France | France, Cour de cassation, Chambre sociale, 02 octobre 2024, 52400961


LA COUR DE CASSATION, CHAMBRE SOCIALE, a rendu l'arrêt suivant :


SOC.


ZB1




COUR DE CASSATION
______________________




Audience publique du 2 octobre 2024








Cassation




M. SOMMER, président






Arrêt n° 961 FS-B


Pourvoi n° H 23-12.702






R É P U B L I Q U E F R A N Ç A I S E


_________________________


AU NOM DU PEUPLE FRANÇAIS
_________________________




ARRÊT DE

LA COUR DE CASSATION, CHAMBRE SOCIALE, DU 2 OCTOBRE 2024


La société La Poste, société anonyme, dont le siège est [Adresse 3], a formé le pourvoi n° H 23-12.702 contre le jugement rendu le 27 décembre 2022 par le conseil de prud'homme...

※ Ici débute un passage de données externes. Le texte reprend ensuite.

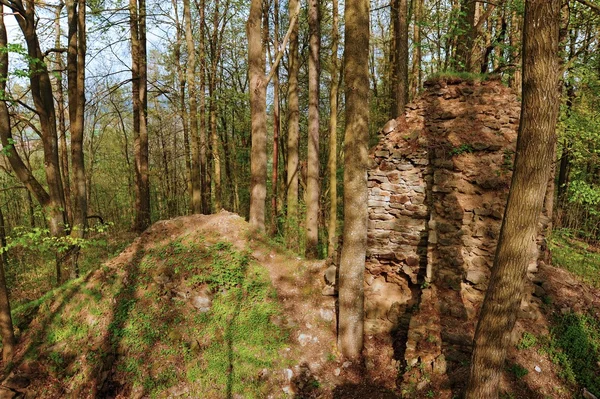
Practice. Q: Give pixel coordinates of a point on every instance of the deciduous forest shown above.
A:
(309, 199)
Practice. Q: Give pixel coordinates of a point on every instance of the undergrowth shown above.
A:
(146, 336)
(575, 256)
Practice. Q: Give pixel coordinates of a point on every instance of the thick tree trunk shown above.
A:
(333, 108)
(416, 65)
(401, 59)
(202, 139)
(276, 124)
(312, 195)
(352, 265)
(293, 132)
(76, 88)
(535, 148)
(140, 113)
(6, 327)
(258, 112)
(192, 94)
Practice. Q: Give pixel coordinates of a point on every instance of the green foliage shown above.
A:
(574, 344)
(517, 370)
(463, 148)
(527, 341)
(573, 255)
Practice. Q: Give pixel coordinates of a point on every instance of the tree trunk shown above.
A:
(333, 108)
(258, 112)
(140, 113)
(352, 265)
(535, 147)
(6, 327)
(312, 195)
(276, 124)
(204, 180)
(293, 132)
(416, 66)
(401, 58)
(76, 87)
(192, 99)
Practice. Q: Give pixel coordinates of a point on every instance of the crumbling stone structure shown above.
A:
(438, 186)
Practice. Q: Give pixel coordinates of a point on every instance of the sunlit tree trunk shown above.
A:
(293, 132)
(333, 109)
(192, 99)
(534, 156)
(314, 72)
(140, 112)
(76, 87)
(352, 265)
(258, 110)
(6, 327)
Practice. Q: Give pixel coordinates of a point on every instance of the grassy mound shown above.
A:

LA COUR DE CASSATION, CHAMBRE SOCIALE, a rendu l'arrêt suivant :

SOC.

ZB1

COUR DE CASSATION
______________________

Audience publique du 2 octobre 2024

Cassation

M. SOMMER, président

Arrêt n° 961 FS-B

Pourvoi n° H 23-12.702

R É P U B L I Q U E F R A N Ç A I S E

_________________________

AU NOM DU PEUPLE FRANÇAIS
_________________________

ARRÊT DE LA COUR DE CASSATION, CHAMBRE SOCIALE, DU 2 OCTOBRE 2024

La société La Poste, société anonyme, dont le siège est [Adresse 3], a formé le pourvoi n° H 23-12.702 contre le jugement rendu le 27 décembre 2022 par le conseil de prud'hommes de Nevers (section commerce), dans le litige l'opposant :

1°/ à Mme [N] [R], domiciliée [Adresse 1],

2°/ à Pôle emploi [Localité 4], dont le siège est [Adresse 2],

défendeurs à la cassation.

La demanderesse invoque, à l'appui de son pourvoi, un moyen de cassation.

Le dossier a été communiqué au procureur général.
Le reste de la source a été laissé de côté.